Alega que el octavo error en que incurrió el órgano colegiado, consiste en no dar por demostrado, estándolo, que las beneficiarias –ESE Francisco de Paula Santander y CAPRECOM IPS-, responden solidariamente, de conformidad con los artículos 34 y 35 del CST y que en el proceso se encuentra acreditado con los contratos de prestación de servicios pactados entre las demandadas, que la beneficiaria de la obra era la Empresa Social del Estado, lo que sustentó con la sentencia de esta Corte CSJ SL, 26 sep. 2000.

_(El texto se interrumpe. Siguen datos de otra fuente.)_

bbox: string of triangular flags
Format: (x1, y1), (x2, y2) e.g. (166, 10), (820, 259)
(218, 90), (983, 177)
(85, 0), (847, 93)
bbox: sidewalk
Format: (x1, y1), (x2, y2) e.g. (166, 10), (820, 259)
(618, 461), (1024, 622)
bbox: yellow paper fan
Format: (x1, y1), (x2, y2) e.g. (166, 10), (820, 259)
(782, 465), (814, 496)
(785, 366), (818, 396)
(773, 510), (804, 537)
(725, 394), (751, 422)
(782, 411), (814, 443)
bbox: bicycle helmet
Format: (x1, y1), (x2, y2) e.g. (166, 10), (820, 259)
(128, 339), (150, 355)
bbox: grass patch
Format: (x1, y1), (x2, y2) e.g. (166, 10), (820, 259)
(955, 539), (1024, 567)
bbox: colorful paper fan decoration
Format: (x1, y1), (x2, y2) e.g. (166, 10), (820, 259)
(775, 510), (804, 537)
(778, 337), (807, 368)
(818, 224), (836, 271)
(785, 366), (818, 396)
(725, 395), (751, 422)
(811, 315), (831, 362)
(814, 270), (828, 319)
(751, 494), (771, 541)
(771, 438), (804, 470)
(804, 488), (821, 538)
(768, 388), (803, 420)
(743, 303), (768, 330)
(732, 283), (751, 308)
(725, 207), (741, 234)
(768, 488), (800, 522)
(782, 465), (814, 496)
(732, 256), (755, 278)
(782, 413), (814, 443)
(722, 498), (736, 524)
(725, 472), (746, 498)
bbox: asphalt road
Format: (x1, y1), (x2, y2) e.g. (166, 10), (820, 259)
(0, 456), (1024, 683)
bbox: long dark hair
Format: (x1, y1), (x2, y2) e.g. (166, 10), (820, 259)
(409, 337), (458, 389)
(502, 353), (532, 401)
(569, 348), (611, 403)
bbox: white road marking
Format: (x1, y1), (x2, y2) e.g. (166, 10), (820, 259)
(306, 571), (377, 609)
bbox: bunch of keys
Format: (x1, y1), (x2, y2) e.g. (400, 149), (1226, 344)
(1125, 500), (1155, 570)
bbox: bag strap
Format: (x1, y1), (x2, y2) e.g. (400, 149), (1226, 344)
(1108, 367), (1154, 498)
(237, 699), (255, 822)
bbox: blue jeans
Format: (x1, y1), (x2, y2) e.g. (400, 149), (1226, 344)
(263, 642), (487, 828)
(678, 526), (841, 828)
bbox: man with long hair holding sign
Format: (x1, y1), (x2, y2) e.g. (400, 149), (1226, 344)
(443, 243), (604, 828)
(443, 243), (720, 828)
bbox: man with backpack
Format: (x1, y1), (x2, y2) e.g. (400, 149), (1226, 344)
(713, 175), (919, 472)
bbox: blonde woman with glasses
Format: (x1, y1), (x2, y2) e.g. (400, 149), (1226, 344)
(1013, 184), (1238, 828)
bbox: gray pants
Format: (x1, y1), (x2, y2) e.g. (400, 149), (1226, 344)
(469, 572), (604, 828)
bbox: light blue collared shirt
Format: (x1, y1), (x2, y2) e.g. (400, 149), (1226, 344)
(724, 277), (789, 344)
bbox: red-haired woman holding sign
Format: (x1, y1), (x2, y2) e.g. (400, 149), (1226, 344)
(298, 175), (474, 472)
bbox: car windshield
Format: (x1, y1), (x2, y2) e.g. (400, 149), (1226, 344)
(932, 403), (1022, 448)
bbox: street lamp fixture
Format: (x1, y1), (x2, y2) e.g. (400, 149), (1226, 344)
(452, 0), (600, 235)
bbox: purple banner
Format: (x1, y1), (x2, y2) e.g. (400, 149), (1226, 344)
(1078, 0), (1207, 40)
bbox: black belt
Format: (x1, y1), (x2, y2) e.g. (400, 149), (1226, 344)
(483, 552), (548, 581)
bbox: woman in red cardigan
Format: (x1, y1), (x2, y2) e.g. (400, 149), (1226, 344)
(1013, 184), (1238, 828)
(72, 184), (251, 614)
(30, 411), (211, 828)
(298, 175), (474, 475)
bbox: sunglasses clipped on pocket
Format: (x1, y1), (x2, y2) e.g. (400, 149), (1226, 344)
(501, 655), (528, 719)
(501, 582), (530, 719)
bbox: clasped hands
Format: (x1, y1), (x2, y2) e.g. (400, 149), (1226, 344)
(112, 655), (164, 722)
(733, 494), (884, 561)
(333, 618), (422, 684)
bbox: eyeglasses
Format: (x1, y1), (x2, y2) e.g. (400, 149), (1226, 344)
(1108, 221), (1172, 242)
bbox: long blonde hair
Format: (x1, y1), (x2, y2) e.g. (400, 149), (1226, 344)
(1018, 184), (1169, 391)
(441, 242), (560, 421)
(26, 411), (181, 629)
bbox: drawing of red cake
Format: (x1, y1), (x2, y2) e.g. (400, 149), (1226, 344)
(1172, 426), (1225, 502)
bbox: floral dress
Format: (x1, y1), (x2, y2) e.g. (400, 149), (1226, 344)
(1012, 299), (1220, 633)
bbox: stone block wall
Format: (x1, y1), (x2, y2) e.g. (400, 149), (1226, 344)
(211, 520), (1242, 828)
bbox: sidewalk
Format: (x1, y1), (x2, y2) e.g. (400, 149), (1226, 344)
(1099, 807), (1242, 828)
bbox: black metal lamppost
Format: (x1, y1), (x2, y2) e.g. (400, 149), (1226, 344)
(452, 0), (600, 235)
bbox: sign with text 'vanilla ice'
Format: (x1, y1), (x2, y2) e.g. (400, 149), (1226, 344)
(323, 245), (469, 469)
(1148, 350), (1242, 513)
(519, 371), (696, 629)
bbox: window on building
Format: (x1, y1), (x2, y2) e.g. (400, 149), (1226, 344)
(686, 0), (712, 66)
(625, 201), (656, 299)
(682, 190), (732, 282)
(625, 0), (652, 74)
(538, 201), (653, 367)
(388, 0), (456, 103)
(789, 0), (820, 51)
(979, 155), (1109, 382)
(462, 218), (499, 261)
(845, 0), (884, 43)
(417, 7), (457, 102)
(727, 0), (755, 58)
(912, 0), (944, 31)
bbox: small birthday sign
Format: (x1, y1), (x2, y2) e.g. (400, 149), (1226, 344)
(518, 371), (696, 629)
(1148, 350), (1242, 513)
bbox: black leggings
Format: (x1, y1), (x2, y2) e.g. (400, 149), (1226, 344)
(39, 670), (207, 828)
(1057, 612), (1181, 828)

Acto seguido expone que el noveno error endilgado fue por no dar por demostrado estándolo, que las actividades que cumplía la demandante son por delegación, conforme al « artículo 8 de la ley 911 [de] octubre 05 de 2004 » y a renglón seguido, copia segmentos de las declaraciones de los testigos. Del décimo error de hecho, manifiesta que el Tribunal dio por demostrado, no estándolo, que la accionante cumplía contrato asociativo; para su acreditación, sostiene que en este aparecen funciones que ejercía y « no se puede hablar que la demandante no estaba subordinada »; que de haberlo apreciado correctamente, habría deducido que realmente se pactó un contrato de trabajo, para lo cual transcribió la cláusula cuarta del mismo que reposa a folios 215 a 219 y además, arguye que todas las obligaciones allí descritas configuran la subordinación, en tanto se evidencia el acatamiento de órdenes y reglamentos internos de la empresa beneficiaria, por lo cual queda desvirtuado el desobedecimiento a estos y a las órdenes del coordinador de personal de la empresa contratante, las que son propias de todo trabajador « como la especial de exclusividad en el desempeño de sus funciones ».
En cuanto al undécimo yerro, asevera que el sentenciador de segundo grado, no tuvo por demostrado estándolo, que la Empresa Social del Estado y la cooperativa, ejercían las mismas actividades y por tanto responden solidariamente. Y finalmente, respecto al duodécimo yerro, expresa que el juez colegiado no dio por acreditado la entrega de elementos y herramientas de trabajo entregados por la cooperativa y la ESE.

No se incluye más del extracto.